I am grateful to Jane Fonda, who attached herself to my first screenplay and other women I’ve met who encouraged me, but I know it’s not easy for them to help me get an agent. In the early days of filmmaking women were strongly represented, and there were numerous successful women screenwriters like Anita Loos and Frances Marion and directors like Lois Weber. Backed by the powerful producer Mary Pickford, they helped create the Hollywood motion picture industry. Nowadays, scripts won’t be considered because they are written by women.
“The Descendants,” the latest film written and directed by Alexander Payne, continues to garner critical acclaim and has already been nominated for many awards. Woman love Payne’s movies, and it’s a good thing we have them to go to, because only 4 women, total, directed top 200 Hollywood films in 2011. Another awards season is rolling around and there are no women screenwriters or directors nominated for most of the major awards this year, although the Golden Globes nominated “Bridesmaids” for Best Comedy, and the Writer’s Guild of America nominated Annie Mumolo and Kristen Wiig for “Bridesmaids” plus Diablo Cody for “Young Adult” in the category Best Original Screenplay.
From “Facts and Statistics About Women in Hollywood” by Melissa Silverstein:
• Women directed 7% of the top 250 grossing films of 2010, the same as 2009.
• Women wrote 10% of the top 250 grossing films of 2010, up 2% from 2009.

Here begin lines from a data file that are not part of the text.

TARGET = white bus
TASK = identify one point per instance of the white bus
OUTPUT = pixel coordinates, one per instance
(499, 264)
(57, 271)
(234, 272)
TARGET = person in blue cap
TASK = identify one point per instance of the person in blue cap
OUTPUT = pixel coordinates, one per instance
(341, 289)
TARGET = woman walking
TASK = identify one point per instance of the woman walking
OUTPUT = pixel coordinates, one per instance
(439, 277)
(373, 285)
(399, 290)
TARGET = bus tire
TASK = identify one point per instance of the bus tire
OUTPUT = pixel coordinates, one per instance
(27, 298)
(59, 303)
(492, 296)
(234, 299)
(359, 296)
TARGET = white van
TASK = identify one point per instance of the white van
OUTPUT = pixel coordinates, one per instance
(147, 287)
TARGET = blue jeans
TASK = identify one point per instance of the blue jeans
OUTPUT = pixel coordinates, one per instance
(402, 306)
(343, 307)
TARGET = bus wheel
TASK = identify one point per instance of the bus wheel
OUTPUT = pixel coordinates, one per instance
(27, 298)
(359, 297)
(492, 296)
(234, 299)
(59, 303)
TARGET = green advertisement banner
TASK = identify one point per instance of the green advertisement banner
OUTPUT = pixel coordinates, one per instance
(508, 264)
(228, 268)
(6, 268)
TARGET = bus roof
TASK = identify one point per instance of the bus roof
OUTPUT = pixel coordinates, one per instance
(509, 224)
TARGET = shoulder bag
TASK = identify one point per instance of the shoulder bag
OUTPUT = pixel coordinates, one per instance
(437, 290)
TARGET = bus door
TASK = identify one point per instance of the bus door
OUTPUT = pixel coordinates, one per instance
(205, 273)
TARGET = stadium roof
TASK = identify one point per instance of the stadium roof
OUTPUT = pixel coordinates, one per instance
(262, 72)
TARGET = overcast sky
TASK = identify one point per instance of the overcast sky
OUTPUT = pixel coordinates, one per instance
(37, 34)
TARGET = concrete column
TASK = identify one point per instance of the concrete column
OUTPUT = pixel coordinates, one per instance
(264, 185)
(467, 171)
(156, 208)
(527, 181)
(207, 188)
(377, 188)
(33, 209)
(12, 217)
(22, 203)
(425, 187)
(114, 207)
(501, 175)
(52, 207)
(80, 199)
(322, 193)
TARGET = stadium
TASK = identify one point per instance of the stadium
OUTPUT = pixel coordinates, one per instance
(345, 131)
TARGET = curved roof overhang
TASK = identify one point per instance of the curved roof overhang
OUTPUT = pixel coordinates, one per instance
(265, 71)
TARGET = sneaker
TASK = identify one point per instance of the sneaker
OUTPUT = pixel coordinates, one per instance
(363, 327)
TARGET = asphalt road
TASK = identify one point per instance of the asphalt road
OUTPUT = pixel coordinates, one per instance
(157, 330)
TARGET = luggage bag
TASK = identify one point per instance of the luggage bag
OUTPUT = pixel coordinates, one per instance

• Women comprised 15% of all executive producers, down 2% from 2009.
• Women comprised 24% of all producers, up from 2009.
• 18% of all editors were women, the same as 2009.
• 2% of all cinematographers were women, the same as 2009.
In 2011, although Hollywood released dozens of “women centric” films in the top 200 list, only 3 were actually directed by women. Films by women writer/directors did well at Sundance 2012, such as “Mosquita y Mari,” by Aurora Guerrero; “For Ellen,” by So Yong Kim; and “Your Sister’s Sister,” by Lynn Shelton. Angelina Jolie and Madonna both recently directed major films, Melissa McCarthy is on a roll, and Tina Fey and Amy Poehler rule the tube.
Even though Alexander Payne has won multiple Academy Awards for his movies, “The Descendants” originally opened in only 9 theaters nationwide – so, obviously, the filmmaker who appeals to women must also suffer people of little faith. His Hawaiian family drama/comedy quickly expanded to 400 theaters, took off from there and will undoubtedly be a world-wide success like his previous hit “Sideways.” Two young actresses, who play sisters, give extraordinary performances, and Shailene Woodley has been nominated for several top awards as Best Supporting Actress.
But the main female protagonist in “The Descendants” doesn’t express any emotions or interact with the other characters, because she is in a coma during 99 percent of the movie, and her husband does all the talking for her. Sometimes I feel an unwelcome meanness towards women in Payne’s work. The mother in a coma was treated with barely disguised contempt, and Kathy Bates’s character, the humorless mother of the groom in “About Schmidt,” was ridiculed. In both films, mothers die and fathers get the kids to themselves.
Lars Von Trier is another sensitive, innovative and perceptive filmmaker – qualities that are usually admired by women. He has given us an unforgettable pair of sisters, and their magnificent horses, in “Melancholia,” but by the end of the story, they became unconvincing to me. I can only attribute it to his lack of experience as a female – nobody is perfect.
And it’s not that men can’t write about women – I’m just sayin’ 13 PERCENT? Give us a break, brothers.